9. Lurah Pecikalan (kepala desa). Bijaksana dan peduli akan penduduknya

10. Santayib (Ayah Srintil) : bertanggungjawab, keras kepala

Bukti bahwa Santayib bertanggungjawab “ Meski Santayiborang yang paling akhir pergi tidur, namun dia
pulalah pertama kali terjaga di Dukuh Paruk.....”

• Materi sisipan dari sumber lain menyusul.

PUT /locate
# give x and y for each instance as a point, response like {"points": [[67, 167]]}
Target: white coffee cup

11. Istri Santayib : Keibuan, prihatin

Bukti bahwa Istri Santayib keibuan “ Srintil bayi yang tahu diri. Rupanya dia tahu aku harus melayani
sampean setiap pagi.”

12. Dower : mengusahakan segala macam cara

Bukti bahwa Dower mengusahakan “ pada saja baru ada dua buah perak. Saya bermaksud
menyerahkannya kepadamu sebagai panjar. Masih ada waktu satu hari lagi. Barangkali besok bisa
kuperoleh seringgit emas.”

13. Sulam : penjudi dan berandal, sombong

14. Siti : alim

Bukti bahwa Siti alim “hw, jangan samakan Siti dengan gadis-gadis di Dukuh Paruk. Dia marah karena
kau memperlakukannya secara tidak senonoh.” (Siti meleparkan singkong ke arah Rasus)

15. Sersan Slamet : penyuruh, tegas

Bukti bahwa Sersan Slamet penyuruh “Pekerjaan dimulai.peti-prti logam serta barang lainnya diangkat
ke atas pundak dan kubawa ke sebuah rumah....”

16. Kopral Pujo : penakut

Bukti bahwa Kopral Pujo penakut “ mengecewakan. Ternyata Kopral Pujo tidak lebih berani daripada
aku......”

17. Tampi : penyayang, sabar.


18. Masusi. Jahat, hidung belang, pendendam.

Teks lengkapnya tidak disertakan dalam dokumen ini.